Jameson Magrogan (b.1992) was born in Baltimore, MD. He is a Brooklyn-based artist whose work contains a fractured sense of braided temporality and ungroundedness. Considering the generic or anachronistic, Magrogan processes echoes of disparate recurring modernist conventions through a unifying schematic procedure, as if pushed through the same sieve.
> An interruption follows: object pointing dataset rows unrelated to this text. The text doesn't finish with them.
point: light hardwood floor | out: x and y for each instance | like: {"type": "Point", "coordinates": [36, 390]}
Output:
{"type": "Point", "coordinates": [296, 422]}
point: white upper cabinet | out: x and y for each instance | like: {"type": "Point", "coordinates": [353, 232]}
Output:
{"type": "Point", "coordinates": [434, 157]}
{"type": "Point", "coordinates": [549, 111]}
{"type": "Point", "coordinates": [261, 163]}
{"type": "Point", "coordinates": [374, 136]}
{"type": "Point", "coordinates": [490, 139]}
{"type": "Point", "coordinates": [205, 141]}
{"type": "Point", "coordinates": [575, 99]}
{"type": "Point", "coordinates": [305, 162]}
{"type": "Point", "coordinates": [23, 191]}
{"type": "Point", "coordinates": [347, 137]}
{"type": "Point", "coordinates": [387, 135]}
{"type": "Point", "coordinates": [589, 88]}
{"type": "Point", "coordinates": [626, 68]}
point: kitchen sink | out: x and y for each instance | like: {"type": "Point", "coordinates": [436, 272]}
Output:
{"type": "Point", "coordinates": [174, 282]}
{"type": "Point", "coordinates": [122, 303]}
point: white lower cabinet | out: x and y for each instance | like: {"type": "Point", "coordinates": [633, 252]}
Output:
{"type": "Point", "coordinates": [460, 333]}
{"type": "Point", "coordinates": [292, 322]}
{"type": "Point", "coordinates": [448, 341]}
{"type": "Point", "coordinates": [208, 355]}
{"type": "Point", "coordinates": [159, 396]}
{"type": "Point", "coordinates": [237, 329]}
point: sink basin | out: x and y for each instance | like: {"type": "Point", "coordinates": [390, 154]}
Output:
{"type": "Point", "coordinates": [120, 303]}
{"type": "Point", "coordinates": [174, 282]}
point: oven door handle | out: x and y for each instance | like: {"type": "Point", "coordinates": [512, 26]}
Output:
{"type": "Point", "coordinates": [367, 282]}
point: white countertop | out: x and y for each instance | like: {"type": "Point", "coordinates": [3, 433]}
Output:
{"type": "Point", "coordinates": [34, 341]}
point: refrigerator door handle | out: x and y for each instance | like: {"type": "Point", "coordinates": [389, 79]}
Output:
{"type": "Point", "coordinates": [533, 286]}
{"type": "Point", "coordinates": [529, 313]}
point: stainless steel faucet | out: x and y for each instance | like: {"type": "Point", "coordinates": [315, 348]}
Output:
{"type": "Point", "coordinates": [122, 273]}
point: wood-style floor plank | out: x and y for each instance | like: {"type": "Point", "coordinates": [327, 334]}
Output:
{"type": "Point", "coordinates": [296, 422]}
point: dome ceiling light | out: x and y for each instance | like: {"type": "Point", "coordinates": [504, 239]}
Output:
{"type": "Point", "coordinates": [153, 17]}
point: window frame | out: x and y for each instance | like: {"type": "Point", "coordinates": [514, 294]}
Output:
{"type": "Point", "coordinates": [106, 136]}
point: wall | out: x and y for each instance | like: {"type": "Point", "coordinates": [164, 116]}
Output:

Ideas of authenticity and newness are challenged by considering how the personal is found not counter to, but among the social. Painterly languages which have been historically associated with immediate uninhibited subjective expression are glitched, by way of both digital and analog interventions, and interpolated with some other more unstable temporal frequency. Rarely are marks made directly, rather they occur along numerous contemporaneous frequencies as a result of sanding, wiping, masking, or other less material mediating processes. These layers of mediation produce marks, which instead of feeling stacked - appear to be inside of, and flickering in between one another, all at once. One’s initial perception of the image and its chronology are undermined by the ambiguous spatial and temporal tension that the object divulges over time: the fast reveals its slowness, and the aleatory proves calculated – never this or that, but both and neither. Magrogan’s work formally approaches painting as a transgressive refrain from binary reductive logic, one which plays a consistent role in the social body’s ability to interrogate our preconditioned understanding of the world. By presenting spatially and temporally ambiguous spaces, Magrogan’s work eludes efficient reducibility and thus, interrupts the systematic reduction of all beings and phenomena to quantifiable data. Magrogan earned his MFA degree from Hunter College, and his BFA degree from Maryland Institute College of Art (MICA).